One other choice in data warehousing architecture is the data-mart bus architecture linking dimensional data marts, or a centralized data warehouse with no dependent marts and last but not least, a federated architecture.

Some organizations develop their own data marts, which are independent from one another. However, they have inconsistent data definitions and different dimensions, which make it difficult to analyze data across marts.

Data mart bus architecture implies building a first mart that uses dimensions and measures that will be used with the other marts that are developed, in order to obtain logically integrated marts. The data is organized in a star schema and this provides a dimensional view of the data.

The hub-and-spoke architecture focuses on building a scalable and maintainable infrastructure. It is developed in iterative manner. Dependent data marts obtain data from the warehouse and they can be developed for different departments or special purposes.

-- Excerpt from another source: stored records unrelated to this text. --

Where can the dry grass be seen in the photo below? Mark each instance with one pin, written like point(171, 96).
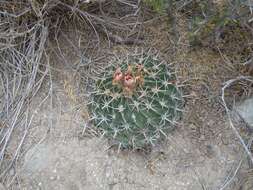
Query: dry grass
point(28, 28)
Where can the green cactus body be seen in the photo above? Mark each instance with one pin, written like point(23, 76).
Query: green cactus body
point(141, 112)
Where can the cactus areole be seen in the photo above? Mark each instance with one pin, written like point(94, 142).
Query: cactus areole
point(137, 102)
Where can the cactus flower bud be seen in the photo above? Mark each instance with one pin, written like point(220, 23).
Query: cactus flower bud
point(117, 76)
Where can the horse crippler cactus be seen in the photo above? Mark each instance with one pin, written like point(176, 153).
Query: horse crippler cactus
point(136, 102)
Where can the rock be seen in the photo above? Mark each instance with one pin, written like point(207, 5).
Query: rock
point(245, 110)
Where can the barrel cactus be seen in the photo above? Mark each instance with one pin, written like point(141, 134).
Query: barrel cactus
point(136, 101)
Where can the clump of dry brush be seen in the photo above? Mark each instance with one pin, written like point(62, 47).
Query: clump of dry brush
point(25, 27)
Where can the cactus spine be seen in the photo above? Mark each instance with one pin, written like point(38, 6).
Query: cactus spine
point(136, 102)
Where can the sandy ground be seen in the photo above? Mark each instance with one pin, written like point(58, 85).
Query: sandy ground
point(199, 155)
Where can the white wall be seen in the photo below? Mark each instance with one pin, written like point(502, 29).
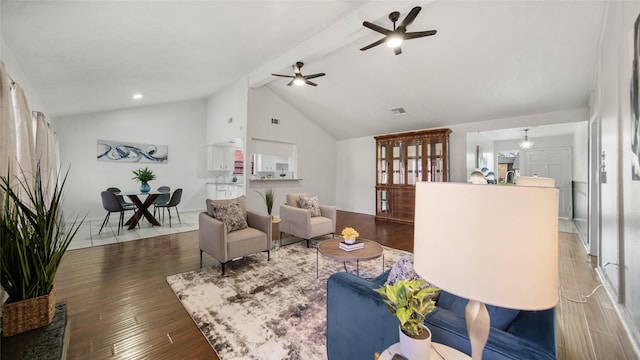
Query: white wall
point(360, 196)
point(228, 103)
point(620, 215)
point(179, 125)
point(356, 169)
point(316, 150)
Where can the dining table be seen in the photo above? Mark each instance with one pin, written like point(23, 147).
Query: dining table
point(142, 207)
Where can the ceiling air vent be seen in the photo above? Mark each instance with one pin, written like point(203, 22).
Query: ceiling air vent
point(398, 111)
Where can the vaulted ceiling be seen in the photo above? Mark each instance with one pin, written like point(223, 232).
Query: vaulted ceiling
point(489, 59)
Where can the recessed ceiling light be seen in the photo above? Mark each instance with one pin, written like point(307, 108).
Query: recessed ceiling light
point(397, 111)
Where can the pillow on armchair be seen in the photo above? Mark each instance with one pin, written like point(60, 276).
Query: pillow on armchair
point(310, 203)
point(231, 213)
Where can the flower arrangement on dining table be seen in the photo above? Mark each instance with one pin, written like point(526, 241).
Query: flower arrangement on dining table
point(349, 234)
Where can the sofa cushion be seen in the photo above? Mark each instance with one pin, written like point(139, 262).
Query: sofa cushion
point(500, 317)
point(310, 203)
point(292, 199)
point(230, 214)
point(403, 270)
point(241, 199)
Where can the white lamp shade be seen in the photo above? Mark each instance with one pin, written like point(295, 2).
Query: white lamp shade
point(493, 244)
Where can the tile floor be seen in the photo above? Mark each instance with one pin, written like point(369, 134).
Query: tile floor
point(567, 226)
point(88, 235)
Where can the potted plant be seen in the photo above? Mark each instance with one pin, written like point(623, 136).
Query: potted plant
point(34, 237)
point(268, 196)
point(144, 176)
point(410, 301)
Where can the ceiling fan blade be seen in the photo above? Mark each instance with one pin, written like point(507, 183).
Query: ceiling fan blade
point(410, 17)
point(289, 76)
point(377, 28)
point(417, 34)
point(373, 44)
point(314, 76)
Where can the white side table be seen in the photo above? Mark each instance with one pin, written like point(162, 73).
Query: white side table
point(438, 352)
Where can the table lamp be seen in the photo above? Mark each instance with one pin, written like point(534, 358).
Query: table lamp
point(501, 248)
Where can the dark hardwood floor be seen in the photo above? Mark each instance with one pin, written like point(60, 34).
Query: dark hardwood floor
point(120, 306)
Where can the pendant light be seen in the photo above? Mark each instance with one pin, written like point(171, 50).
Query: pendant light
point(526, 144)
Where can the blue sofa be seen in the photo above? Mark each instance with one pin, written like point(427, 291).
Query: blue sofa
point(359, 324)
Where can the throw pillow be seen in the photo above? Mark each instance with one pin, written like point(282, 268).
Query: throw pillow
point(403, 269)
point(230, 214)
point(311, 204)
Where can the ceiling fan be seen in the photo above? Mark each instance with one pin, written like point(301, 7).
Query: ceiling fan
point(297, 78)
point(394, 37)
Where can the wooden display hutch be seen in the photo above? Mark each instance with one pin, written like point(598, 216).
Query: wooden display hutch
point(402, 160)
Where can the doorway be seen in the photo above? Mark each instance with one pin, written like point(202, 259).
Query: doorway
point(553, 163)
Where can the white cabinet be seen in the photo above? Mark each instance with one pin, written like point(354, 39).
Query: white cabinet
point(220, 158)
point(224, 191)
point(265, 162)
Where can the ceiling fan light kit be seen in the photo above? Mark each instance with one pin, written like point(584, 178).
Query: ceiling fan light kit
point(526, 144)
point(297, 78)
point(394, 38)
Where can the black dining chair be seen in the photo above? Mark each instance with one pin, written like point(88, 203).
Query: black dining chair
point(111, 203)
point(173, 202)
point(163, 198)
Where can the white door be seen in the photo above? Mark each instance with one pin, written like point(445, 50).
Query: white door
point(554, 163)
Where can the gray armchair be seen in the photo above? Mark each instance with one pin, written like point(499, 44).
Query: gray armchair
point(226, 246)
point(299, 221)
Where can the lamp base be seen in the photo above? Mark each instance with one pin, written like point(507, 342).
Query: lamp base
point(478, 325)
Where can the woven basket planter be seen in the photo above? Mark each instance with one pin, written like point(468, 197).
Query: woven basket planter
point(25, 315)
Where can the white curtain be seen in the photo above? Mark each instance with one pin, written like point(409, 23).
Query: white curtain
point(8, 160)
point(25, 149)
point(46, 149)
point(26, 139)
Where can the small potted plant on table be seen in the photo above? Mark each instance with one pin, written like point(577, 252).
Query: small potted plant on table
point(144, 176)
point(410, 301)
point(268, 196)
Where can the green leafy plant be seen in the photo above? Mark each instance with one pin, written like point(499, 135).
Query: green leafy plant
point(268, 196)
point(34, 235)
point(143, 175)
point(409, 301)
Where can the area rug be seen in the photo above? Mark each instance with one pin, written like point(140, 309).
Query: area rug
point(267, 309)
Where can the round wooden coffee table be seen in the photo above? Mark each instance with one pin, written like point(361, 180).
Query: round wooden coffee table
point(331, 249)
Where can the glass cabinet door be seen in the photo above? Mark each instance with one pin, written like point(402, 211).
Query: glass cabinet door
point(382, 206)
point(435, 161)
point(414, 162)
point(398, 163)
point(383, 163)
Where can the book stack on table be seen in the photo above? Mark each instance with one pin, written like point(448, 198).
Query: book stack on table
point(350, 247)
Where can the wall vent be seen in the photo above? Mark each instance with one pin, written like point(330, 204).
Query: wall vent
point(398, 111)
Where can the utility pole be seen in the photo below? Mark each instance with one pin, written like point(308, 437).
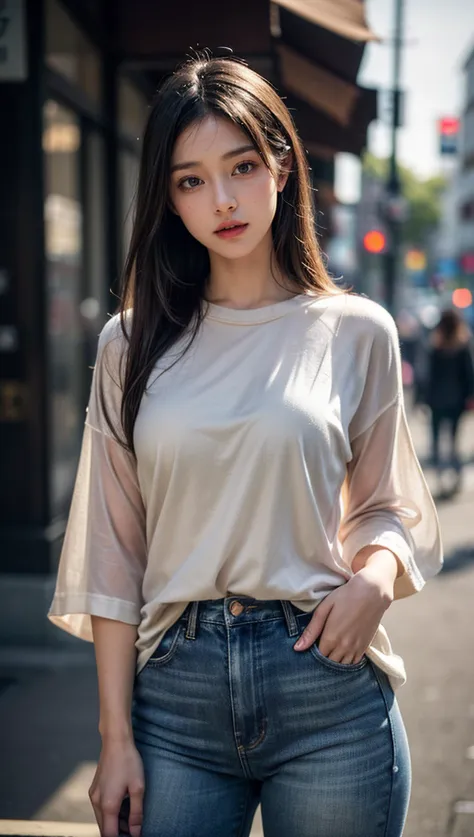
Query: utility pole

A similar data warehousing architecture is used for centralized data warehouses but without dependent data marts. Queries and applications access data from relational data and dimensional views.

Federated architecture allows data to be accessed from sources such as operational systems, data marts and data warehouses. It is logically or physically integrated by use of shared keys, global metadata, and distributed queries. It is an adequate solution for companies that have a complex decision support environment.